Function Wrapper Uses in Python
Function wrappers have a wide range of applications in software engineering, data analytics and machine learning.
Monitoring Function and Operation Runtimes
When developing and fitting machine learning models, runtimes for steps like data preparation, model training and predicting steps can vary depending on the size of the data and operation complexity. With this in mind, using wrappers to monitor how runtime of these operations changes when the data changes is useful. For example, wrappers allow developers to monitor how long a function takes to execute and run successfully. This process is essential for managing computational resources like time and costs.
Debugging Other Functions
Debugging with function wrappers is also useful when building machine learning models. In Python, defining a debugger function wrapper that prints the function arguments and return values is straightforward. Function wrappers can be used to inspect causes of failed function executions using a few lines of code, which can help resolve issues with data preparation, model fit calls and model prediction calls.
For example, in data preparation, issues and bugs may arise when data is refreshed or model inputs for training are modified. In this case, function wrappers can be used to help indicate how changes in inputs, array shapes and array lengths may be causing fit calls to fail.
Function wrappers in Python can help simplify runtime monitoring and debugging. Having reliable tools for runtime monitoring and debugging is valuable for both data scientists and machine learning engineers.
Frequently Asked Questions
What is a Python wrapper?
Python wrappers are functions or classes that can encapsulate, or “wrap,” the behavior of another function. Wrappers allow an existing function to be modified or extended without changing its core source code.
What does @wraps do in Python?
In Python, “@wraps” is a decorator provided by the functools module. Using @wraps transfers metadata (attributes like __name__, __doc__, etc.) from another function or class to its wrapper function.

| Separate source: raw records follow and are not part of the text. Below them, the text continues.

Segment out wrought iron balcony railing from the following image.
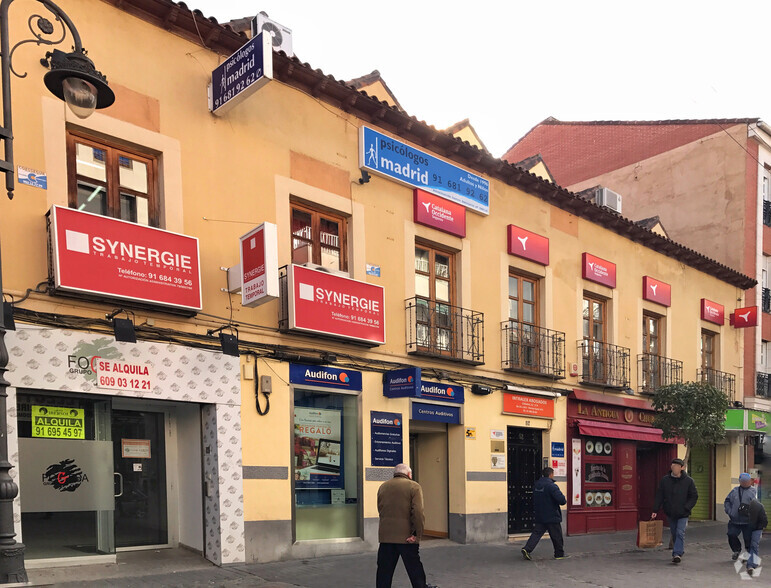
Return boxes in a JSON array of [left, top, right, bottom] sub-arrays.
[[578, 340, 631, 388], [405, 296, 485, 364], [501, 320, 565, 379], [696, 368, 736, 402], [637, 353, 683, 394], [755, 372, 771, 398]]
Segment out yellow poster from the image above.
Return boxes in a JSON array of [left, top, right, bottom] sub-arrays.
[[32, 404, 86, 439]]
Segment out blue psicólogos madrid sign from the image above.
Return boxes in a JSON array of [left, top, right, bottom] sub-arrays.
[[359, 126, 490, 214], [209, 33, 273, 114]]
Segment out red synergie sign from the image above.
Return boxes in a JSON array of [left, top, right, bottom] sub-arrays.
[[287, 265, 385, 345], [240, 223, 278, 306], [49, 206, 201, 310], [508, 225, 549, 265], [728, 306, 758, 329], [581, 253, 616, 288], [414, 188, 466, 237], [643, 276, 672, 306], [701, 298, 725, 325]]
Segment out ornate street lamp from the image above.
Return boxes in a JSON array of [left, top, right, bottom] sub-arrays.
[[0, 0, 115, 584]]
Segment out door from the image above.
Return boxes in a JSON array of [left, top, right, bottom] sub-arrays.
[[507, 427, 541, 534], [112, 409, 168, 548], [688, 447, 714, 521]]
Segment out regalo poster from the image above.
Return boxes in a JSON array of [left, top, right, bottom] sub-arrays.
[[294, 406, 344, 490]]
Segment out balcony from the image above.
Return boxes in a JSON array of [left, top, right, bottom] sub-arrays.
[[755, 372, 771, 398], [637, 353, 683, 394], [405, 296, 485, 365], [501, 320, 565, 380], [578, 341, 631, 389], [696, 368, 736, 402]]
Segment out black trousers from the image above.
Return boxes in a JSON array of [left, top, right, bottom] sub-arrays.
[[377, 543, 426, 588], [525, 523, 565, 557]]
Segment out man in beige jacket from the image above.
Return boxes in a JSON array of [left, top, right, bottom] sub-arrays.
[[376, 463, 436, 588]]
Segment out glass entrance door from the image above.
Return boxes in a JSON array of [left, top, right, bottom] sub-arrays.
[[112, 409, 168, 548]]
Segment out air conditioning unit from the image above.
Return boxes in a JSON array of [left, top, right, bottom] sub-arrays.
[[596, 188, 621, 214], [252, 12, 294, 57]]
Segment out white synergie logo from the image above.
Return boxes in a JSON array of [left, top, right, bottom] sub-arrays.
[[300, 282, 314, 302], [734, 551, 763, 580], [64, 230, 91, 254]]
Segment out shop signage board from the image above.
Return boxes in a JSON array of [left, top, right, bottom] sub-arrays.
[[729, 306, 758, 329], [287, 265, 385, 345], [209, 32, 273, 115], [508, 225, 549, 265], [383, 367, 421, 398], [289, 363, 361, 390], [503, 392, 554, 419], [359, 126, 490, 215], [581, 253, 616, 288], [571, 439, 582, 506], [92, 357, 155, 392], [369, 410, 403, 467], [643, 276, 672, 306], [239, 223, 279, 307], [420, 380, 465, 404], [49, 206, 201, 311], [31, 404, 86, 439], [701, 298, 725, 325], [412, 401, 461, 425], [413, 188, 466, 237]]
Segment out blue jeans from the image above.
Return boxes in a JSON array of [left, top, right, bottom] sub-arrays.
[[669, 517, 688, 557], [747, 529, 763, 570]]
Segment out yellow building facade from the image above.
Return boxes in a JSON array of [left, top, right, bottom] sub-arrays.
[[0, 0, 754, 564]]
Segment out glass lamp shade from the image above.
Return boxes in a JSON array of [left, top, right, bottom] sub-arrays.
[[62, 77, 98, 118]]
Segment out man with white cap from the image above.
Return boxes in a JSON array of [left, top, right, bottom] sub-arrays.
[[723, 473, 757, 561]]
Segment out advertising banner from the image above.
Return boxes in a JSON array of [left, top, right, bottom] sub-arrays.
[[49, 206, 201, 311], [209, 32, 273, 115], [508, 225, 549, 265], [503, 392, 554, 419], [239, 223, 279, 307], [701, 298, 725, 325], [359, 126, 490, 214], [369, 410, 403, 467], [414, 188, 466, 237], [289, 363, 361, 390], [93, 357, 155, 392], [383, 368, 421, 398], [643, 276, 672, 306], [294, 406, 344, 490], [412, 402, 460, 425], [287, 265, 385, 345], [581, 253, 616, 288]]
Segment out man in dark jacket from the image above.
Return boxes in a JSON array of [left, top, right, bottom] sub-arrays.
[[522, 468, 568, 560], [651, 459, 699, 564], [744, 498, 768, 576], [376, 463, 436, 588]]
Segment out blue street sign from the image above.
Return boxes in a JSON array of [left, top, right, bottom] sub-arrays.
[[209, 33, 273, 114], [369, 410, 403, 467], [359, 126, 490, 214], [412, 402, 460, 425], [420, 380, 464, 404], [289, 363, 361, 390], [383, 368, 420, 398]]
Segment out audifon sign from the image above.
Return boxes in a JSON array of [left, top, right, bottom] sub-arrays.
[[48, 206, 201, 311], [287, 265, 385, 345]]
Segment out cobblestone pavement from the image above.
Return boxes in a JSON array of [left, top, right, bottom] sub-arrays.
[[36, 524, 771, 588]]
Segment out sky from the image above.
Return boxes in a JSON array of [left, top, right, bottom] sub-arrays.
[[191, 0, 771, 156]]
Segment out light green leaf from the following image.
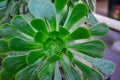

What is a wrapper in programming?
A wrapper is a function in a programming language used to encapsulate another function and its behavior. Encapsulation in programming means combining data and associated data methods into one unit.
What is the difference between wrapper and decorator in Python?
Wrappers are called decorators in Python. A decorator is a kind of wrapper, where it works to wrap another function to modify its behavior.